Q.9 X is 1 km northeast of Y. Y is 1 km southeast of Z. W is 1 km west of Z. P is 1 km south of W. Q is
1 km east of P. What is the distance between X and Q in km?
(A) 1 (B) √2 (C) √3 (D) 2
Distance Between X and Q: 1km Directions Puzzle Solution
X is 1km NE of Y, Y 1km SE of Z, W 1km W of Z, P 1km S of W, Q 1km E of P
✅ (B) √2 km
≈ 1.414 km | Straight-line distance using coordinate geometry
≈ 1.414 km | Straight-line distance using coordinate geometry
Step-by-Step Coordinate Assignment
Z (Origin)
(0, 0)Y: 1km SE of Z
(1, -1)X: 1km NE of Y
(1.5, -0.5)Q: 1km E of P
(0, -1)Complete Position Map
X(1.5, -0.5) ←─ √2 km ─→ Q(0, -1)
△
│
Y(1,-1)──Z(0,0)──W(-1,0)
│ │
P(-1,-1)
Distance Calculation
Distance Formula:
d = √[(x₂-x₁)² + (y₂-y₁)²]
X(1.5, -0.5) to Q(0, -1):
√[(1.5-0)² + (-0.5-(-1))²] = √[1.5² + 0.5²] = √[2.25 + 0.25] = √2.5 = √2 km
All Point Coordinates
| Point | X-Coord | Y-Coord | Direction From |
|---|---|---|---|
| Z | 0 | 0 | Origin |
| Y | 1 | -1 | 1km SE of Z |
| X | 1.5 | -0.5 | 1km NE of Y |
| W | -1 | 0 | 1km W of Z |
| P | -1 | -1 | 1km S of W |
| Q | 0 | -1 | 1km E of P |
Options Breakdown
✅ (B) √2 ≈ 1.414 km
RIGHT TRIANGLE: 1.5km horizontal, 0.5km vertical
√(1.5² + 0.5²) = √2
❌ (A) 1 km
Too short for diagonal distance
❌ (C) √3 ≈ 1.732 km
Wrong triangle geometry
❌ (D) 2 km
Too long – path distance, not straight-line
Exam Strategy: Coordinate Method
- Place origin at central reference point (Z)

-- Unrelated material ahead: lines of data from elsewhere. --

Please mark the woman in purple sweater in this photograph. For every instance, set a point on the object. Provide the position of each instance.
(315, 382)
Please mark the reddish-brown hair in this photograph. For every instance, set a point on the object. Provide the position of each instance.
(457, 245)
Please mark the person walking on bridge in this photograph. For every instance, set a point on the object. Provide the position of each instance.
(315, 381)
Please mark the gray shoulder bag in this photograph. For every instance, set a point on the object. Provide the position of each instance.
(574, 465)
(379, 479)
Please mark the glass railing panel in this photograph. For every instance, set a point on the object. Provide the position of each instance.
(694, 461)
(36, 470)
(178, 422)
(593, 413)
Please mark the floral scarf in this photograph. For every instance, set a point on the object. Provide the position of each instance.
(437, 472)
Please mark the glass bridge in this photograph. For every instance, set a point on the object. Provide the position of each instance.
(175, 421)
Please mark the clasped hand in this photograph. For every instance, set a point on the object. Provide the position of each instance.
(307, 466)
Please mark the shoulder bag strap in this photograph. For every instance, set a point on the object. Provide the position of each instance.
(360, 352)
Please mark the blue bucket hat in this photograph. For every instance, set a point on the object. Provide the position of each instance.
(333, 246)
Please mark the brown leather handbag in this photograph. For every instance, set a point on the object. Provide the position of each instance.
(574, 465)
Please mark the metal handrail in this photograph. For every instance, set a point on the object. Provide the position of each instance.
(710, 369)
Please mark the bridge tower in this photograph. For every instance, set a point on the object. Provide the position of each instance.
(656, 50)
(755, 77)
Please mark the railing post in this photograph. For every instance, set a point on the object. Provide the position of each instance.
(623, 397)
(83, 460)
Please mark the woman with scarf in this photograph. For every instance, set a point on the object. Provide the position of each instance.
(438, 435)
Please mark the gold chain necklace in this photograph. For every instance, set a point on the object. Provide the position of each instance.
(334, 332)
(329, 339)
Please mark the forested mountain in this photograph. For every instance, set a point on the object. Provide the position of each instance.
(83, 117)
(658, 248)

- Convert directions: NE=(0.5,0.5), SE=(1,-1), etc.
- Apply distance formula for straight-line distance
- Verify with Pythagorean theorem
- Match options: √2 ≈ 1.414 km
Answer: √2 km – Perfect match for competitive exam spatial reasoning using Euclidean distance formula.